Report urges shift to small-scale farming post-Brexit to halt wildlife decline & produce sustainable food
By: Stephanie Allen
Last updated: Thursday, 11 July 2019
Bringing people back onto the land and reorienting subsidies to small-scale sustainable farming after Brexit could help solve the current environmental crisis, according to a new report written by a University of Sussex professor.
The document, published as part of the Food Research Collaboration's (FRC) Food Brexit Briefing series, warns that radical changes in food production are urgently needed if we are to halt the decline of wildlife and provide people with ample, healthy and sustainable food.
Currently £3.5 billion per year in farm subsidies support industrial scale farming, with the most money going to the biggest landowners.

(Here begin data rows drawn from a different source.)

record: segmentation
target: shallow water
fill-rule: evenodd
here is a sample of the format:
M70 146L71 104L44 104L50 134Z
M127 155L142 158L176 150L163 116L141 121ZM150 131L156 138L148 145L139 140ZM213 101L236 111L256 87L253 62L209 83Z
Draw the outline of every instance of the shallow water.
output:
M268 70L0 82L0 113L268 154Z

But Professor Dave Goulson, author of the FRC briefing, points out that allotments can produce abundant food whie supporting a healthy, biodiverse environment, showing that the two need not be mutually exclusive.
Professor Goulson said: "We are making such a mess of our planet; we're in the midst of a sixth mass extinction event.
"Leaving the Common Agricultural Policy could be a golden opportunity to revolutionise our farming system so it supports biodiversity and sustainable food for all.
"We will need to bring more people back onto the land as small-scale farming is more labour intensive, but would that be such a bad thing?"
Buying more land for allotments and getting more people involved in small-scale farming, primarily aimed at growing mixed fruit and vegetables for local consumption, would not only enable people to eat healthy food with minimal packaging, but it would also provide a route into employment in a time when more and more jobs are becoming redundant due to automation, argues the paper.
Professor Goulson, whose book The Garden Jungle or Gardening to Save the Planet is published today, calls for the removal of area-based subsidies and reinvesting the money in allotments, small-scale farms and research and development to optimise sustainability and productivity of this type of farming.
The paper also highlights that gardens and allotments are not only good models for sustainable food growing, but also spaces that allow average homeowners to contribute to wildlife conservation with simple actions such as not using pesticides; providing homes for bees and other insects; and growing plants that insects can pollinate.